Relaxation exercises / progressive muscle relaxation
Loosening exercises
After sport is before sport, which is why it is important for the muscles to rest in between to allow them to grow. Depending on the type of sport, different parts of the body can be loosened up in a targeted manner. Which muscles deserve special attention for loosening and stretching exercises depends on the type of sport:
Ball sports: handball, volleyball or tennis, among others, put strain on the upper body. To loosen up, circular movements are performed with the shoulders and wrists. Specific muscle groups (e.g. biceps, triceps or pectoral muscles) can then be stretched.
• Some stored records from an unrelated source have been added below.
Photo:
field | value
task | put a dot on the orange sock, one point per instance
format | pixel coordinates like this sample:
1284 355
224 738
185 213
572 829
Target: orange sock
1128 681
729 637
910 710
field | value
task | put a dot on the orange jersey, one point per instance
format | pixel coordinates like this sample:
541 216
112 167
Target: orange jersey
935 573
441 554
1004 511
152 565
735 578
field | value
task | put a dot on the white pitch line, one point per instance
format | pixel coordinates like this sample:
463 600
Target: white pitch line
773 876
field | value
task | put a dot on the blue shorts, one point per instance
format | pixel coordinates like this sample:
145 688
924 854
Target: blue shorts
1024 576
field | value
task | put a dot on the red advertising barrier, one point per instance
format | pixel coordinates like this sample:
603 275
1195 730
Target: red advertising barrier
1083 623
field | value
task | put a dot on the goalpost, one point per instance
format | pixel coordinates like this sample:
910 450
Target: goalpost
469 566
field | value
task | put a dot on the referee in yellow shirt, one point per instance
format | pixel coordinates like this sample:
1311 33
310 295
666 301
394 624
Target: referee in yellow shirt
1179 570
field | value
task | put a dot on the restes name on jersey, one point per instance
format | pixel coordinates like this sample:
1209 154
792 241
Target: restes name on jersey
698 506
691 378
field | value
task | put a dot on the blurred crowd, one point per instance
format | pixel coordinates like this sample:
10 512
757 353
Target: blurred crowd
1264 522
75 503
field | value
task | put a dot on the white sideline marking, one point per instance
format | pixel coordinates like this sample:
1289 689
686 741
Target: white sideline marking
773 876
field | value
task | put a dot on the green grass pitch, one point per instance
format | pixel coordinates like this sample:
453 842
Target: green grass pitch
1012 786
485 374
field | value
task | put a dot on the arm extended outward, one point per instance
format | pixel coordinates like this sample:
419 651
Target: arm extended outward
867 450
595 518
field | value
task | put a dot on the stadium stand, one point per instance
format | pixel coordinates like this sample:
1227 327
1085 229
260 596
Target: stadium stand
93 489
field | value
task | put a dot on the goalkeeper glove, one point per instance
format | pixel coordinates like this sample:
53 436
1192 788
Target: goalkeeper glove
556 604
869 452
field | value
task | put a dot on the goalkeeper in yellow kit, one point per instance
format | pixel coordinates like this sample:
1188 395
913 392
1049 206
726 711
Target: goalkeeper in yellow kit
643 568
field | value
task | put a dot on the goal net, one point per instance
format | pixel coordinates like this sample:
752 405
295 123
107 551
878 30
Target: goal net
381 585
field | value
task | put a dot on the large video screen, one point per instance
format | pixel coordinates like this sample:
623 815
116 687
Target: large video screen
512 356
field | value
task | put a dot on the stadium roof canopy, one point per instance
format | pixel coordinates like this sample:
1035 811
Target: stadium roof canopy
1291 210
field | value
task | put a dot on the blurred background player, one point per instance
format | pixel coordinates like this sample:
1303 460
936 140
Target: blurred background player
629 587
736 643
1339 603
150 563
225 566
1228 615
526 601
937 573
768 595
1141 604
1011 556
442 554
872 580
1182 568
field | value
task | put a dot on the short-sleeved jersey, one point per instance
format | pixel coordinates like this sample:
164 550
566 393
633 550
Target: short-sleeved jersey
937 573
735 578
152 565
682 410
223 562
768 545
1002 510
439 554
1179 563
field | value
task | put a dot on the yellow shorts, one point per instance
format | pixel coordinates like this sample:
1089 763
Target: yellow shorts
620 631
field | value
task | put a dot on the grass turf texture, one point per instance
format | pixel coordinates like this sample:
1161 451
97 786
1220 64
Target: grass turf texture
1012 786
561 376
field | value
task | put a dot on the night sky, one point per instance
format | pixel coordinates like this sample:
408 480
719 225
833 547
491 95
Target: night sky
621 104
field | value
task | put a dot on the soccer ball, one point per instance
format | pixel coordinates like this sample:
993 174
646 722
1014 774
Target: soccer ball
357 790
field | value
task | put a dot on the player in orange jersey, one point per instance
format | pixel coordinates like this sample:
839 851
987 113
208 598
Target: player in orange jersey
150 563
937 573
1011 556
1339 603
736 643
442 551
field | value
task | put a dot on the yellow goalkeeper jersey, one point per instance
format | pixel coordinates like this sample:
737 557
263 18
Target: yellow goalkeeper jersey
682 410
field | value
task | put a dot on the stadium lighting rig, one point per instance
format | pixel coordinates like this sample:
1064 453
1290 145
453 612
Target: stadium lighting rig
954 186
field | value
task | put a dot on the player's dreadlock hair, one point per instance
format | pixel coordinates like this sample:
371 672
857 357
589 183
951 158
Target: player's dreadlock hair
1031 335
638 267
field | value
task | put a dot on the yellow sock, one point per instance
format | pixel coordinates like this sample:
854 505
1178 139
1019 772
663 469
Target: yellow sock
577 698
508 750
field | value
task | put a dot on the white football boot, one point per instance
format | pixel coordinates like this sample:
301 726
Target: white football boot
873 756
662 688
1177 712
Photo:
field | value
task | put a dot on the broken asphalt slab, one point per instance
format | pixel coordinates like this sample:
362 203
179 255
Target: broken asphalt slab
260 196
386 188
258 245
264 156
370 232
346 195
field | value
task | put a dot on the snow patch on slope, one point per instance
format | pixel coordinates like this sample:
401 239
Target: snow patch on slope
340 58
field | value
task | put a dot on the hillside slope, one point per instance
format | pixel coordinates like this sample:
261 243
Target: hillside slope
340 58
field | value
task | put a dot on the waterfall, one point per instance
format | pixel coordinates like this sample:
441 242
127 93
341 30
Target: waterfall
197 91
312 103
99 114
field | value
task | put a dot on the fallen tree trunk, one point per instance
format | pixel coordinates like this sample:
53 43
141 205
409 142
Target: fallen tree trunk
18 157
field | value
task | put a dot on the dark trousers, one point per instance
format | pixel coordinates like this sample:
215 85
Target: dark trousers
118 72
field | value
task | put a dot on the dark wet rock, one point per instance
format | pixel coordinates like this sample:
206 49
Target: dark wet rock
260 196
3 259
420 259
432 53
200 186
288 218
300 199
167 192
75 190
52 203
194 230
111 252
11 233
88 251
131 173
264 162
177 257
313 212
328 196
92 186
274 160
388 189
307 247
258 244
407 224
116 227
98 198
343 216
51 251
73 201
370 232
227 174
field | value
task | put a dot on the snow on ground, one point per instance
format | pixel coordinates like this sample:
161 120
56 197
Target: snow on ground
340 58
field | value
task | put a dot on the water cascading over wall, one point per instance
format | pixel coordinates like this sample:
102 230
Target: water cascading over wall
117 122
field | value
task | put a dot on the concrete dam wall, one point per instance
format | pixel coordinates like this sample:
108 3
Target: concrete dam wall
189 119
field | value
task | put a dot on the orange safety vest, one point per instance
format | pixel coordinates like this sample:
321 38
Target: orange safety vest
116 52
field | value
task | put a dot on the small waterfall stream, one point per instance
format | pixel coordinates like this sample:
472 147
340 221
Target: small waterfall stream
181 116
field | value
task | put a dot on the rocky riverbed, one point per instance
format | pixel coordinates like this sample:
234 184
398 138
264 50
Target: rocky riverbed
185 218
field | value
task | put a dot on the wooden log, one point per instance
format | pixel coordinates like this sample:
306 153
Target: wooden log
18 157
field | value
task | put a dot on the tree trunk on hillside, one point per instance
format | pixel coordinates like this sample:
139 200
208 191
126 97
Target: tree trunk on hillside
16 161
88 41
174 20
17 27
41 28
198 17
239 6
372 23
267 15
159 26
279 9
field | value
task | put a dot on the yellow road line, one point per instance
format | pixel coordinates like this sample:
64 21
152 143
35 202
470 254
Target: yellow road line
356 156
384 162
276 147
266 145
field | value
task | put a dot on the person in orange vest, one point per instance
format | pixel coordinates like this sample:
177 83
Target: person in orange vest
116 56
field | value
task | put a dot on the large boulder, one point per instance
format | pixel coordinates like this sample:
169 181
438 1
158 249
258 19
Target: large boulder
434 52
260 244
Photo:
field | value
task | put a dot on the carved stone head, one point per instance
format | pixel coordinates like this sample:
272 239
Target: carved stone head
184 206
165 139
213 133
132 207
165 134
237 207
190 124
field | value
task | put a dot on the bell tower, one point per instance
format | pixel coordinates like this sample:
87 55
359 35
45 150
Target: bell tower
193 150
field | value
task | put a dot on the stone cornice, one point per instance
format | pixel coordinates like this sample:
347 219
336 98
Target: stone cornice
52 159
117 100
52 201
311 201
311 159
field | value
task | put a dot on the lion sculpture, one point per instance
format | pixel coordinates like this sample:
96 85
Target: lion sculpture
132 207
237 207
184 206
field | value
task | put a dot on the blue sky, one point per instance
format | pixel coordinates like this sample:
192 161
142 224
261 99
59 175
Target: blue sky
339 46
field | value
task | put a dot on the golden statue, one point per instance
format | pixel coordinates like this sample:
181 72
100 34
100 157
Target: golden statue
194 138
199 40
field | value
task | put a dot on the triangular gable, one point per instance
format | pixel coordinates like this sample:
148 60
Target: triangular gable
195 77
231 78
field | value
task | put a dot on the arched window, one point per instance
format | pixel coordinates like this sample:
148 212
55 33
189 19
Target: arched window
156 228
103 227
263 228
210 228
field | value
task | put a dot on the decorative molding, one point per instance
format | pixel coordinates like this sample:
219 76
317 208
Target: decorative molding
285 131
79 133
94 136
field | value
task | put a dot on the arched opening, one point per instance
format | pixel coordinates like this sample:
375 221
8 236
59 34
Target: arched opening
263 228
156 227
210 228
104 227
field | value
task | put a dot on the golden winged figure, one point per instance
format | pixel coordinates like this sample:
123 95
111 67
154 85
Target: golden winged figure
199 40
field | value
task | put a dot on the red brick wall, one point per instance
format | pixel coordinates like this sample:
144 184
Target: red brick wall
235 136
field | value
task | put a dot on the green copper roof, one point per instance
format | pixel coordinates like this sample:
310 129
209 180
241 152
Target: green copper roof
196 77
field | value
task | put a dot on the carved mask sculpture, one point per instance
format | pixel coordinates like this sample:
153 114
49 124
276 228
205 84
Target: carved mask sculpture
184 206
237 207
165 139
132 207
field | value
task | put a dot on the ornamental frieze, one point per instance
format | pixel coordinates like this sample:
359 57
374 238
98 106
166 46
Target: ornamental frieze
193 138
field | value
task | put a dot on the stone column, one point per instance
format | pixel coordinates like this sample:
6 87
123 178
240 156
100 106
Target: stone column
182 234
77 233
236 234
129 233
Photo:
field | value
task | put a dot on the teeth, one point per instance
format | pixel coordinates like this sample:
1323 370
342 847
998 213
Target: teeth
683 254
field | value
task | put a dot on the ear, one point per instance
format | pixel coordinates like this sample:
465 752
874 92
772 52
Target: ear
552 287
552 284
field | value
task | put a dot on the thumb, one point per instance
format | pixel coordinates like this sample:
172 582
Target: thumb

Because tennis in particular often involves stopping hard and abruptly, the fascia should be loosened after training, which is done with swinging, loose movements that utilise the entire range of motion of the joints (e.g. circling the arms or swinging the torso forwards).
Football or running: this mainly works the legs. In addition to a relaxed run-out, swing gymnastics help with regeneration. As football players often shorten their thigh muscles, gentle stretching is recommended afterwards. As many runners pull their shoulders up when running, this can lead to tension in the neck region. Tilting your head to either side and relaxing your shoulders can help.
Dance: dancers often move on high heels or the tips of their toes, which puts particular strain on the calves. A gentle cool-down, circular movements with the feet, stretching the calves slightly and massaging them if necessary help with regeneration.
Swimming: swimmers are extremely gentle on their joints in their element, but must have a certain amount of flexibility (e.g. for dolphin swimming). Circular movements in the arms, torso and especially the neck are therefore useful after sport.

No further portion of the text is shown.